High and low pressure

Blocking patterns and the jet stream play crucial roles in how these systems move and persist. Understanding these dynamics helps explain the variety of weather experienced across regions and seasons.

High and low pressure systems are fundamental drivers of day-to-day weather changes. Atmospheric pressure is the force exerted by the Earth's atmosphere on its surface, measured in hectoPascals (hPa) or millibars. Standard sea-level pressure is 1013 hPa, but large areas of higher or lower pressure can develop, defined relative to their surroundings.

How pressure is visualised

Weather charts use isobars—lines connecting points of equal sea-level pressure—to identify features like anticyclones (high pressure) and depressions (low pressure).

Formation of pressure systems

Pressure systems are shaped by the movement of air:

• Ascending air (as it warms) creates low pressure at the surface.
• Descending air (as it cools) creates high pressure at the surface.

Generally, low pressure brings unsettled weather, while high pressure leads to settled conditions.

Characteristics of high and low pressure

High pressure (Anticyclone)

• Winds tend to be light and blow clockwise in the northern hemisphere.
• The descending air reduces cloud formation, resulting in settled weather.

Low pressure (Depression)

• Air is rising and circulates anticlockwise in the northern hemisphere.
• The rising air cools, causing water vapour to condense into clouds and precipitation.
• Weather is often unsettled, with associated weather fronts.

Blocking patterns

Sometimes, high pressure systems become stationary, distorting the usual west-to-east movement of weather fronts. This is called a ‘block.’ When blocking occurs, high pressure can keep weather fronts at bay, resulting in prolonged dry and settled weather for some areas, while in the area where the weather fronts are, others experience extended wet and windy conditions.

Causes of blocking

A weak or displaced jet stream can allow high pressure to dominate. The jet stream, driven by temperature differences, steers low pressure systems. If it weakens or shifts, high pressure can become persistent. Sudden Stratospheric Warming events can also alter wind patterns, sometimes bringing easterly winds and stubborn high pressure.

Types of blocking

Omega block

Named for its resemblance to the Greek letter Ω, this pattern features high pressure sandwiched between two lows to the east and west, and also slightly to the south. It often brings easterly flows to regions like the UK.

Diffluent block

Occurs when the eastward flow splits, with a closed high centre to the north of a closed low centre in the south.
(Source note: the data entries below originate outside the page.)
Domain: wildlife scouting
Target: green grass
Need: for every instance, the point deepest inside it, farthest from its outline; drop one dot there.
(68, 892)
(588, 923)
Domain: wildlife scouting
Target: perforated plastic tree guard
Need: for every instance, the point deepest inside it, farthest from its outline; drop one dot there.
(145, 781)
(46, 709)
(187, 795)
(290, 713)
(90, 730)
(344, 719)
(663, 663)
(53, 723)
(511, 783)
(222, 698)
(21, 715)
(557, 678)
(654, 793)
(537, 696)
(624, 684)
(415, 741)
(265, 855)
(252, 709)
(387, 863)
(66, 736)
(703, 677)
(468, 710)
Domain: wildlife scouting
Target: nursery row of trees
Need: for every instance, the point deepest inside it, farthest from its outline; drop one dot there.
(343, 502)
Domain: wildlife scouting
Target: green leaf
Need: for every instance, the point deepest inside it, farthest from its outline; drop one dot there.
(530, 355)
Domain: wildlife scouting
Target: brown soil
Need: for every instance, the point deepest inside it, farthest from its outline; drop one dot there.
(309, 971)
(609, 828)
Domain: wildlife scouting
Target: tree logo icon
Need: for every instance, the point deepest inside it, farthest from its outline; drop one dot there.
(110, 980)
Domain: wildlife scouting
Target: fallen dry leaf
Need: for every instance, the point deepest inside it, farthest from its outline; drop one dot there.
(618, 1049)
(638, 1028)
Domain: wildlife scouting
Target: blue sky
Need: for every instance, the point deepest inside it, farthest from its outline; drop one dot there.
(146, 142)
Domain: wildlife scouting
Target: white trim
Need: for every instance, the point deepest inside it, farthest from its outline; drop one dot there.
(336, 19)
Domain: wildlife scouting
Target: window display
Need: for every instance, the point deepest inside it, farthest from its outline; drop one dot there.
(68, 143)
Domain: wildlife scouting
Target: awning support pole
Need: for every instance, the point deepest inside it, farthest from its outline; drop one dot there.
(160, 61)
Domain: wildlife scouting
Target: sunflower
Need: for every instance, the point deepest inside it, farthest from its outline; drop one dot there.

These blocks can persist for long periods.

Weather conditions associated with pressure systems

High pressure
Summer	Winter
Fine, warm weather with long sunny days and dry spells Can lead to droughts and heatwaves Hazards: Heatwaves, droughts, poor air quality, high pollen counts	Cold, dry days with light winds and potential of severe nighttime frosts Stratocumulus clouds may become established, suppressing sunshine and daytime temperatures Hazards: Droughts, frosts, snow showers, fog, poor air quality
Low pressure
Summer	Winter
Prolonged rainfall, sometimes causing flooding Occasional clear spells between weather fronts Hazards: Heavy rain, flash floods, storms	Stormy or wintry conditions often occur Jet stream positioned further south than summer track means unsettled conditions affect more of the UK Hazards: Frontal snowfall, storms, heavy rain, floods

Wind flow and pressure

Wind is driven by the pressure gradient force, moving from high to low pressure regions. The greater the difference in pressure (the pressure gradient), the stronger the wind. However, the In reality, the Coriolis effect—caused by Earth’s rotation—deflects wind to the right in the northern hemisphere and to the left in the southern hemisphere, creating spiral wind patterns around pressure systems.

The Intertropical Convergence Zone (ITCZ)

The ITCZ is a band of low pressure near the equator where trade winds from the northern and southern hemispheres converge, leading to frequent thunderstorms and heavy rain. Air rises along the ITCZ, moves toward the poles, and descends in the subtropics, forming the Hadley Cell. The ITCZ shifts with the seasons, following the migration of the Sun’s position, and is historically known by seafarers as the ‘doldrums’ for its calm winds.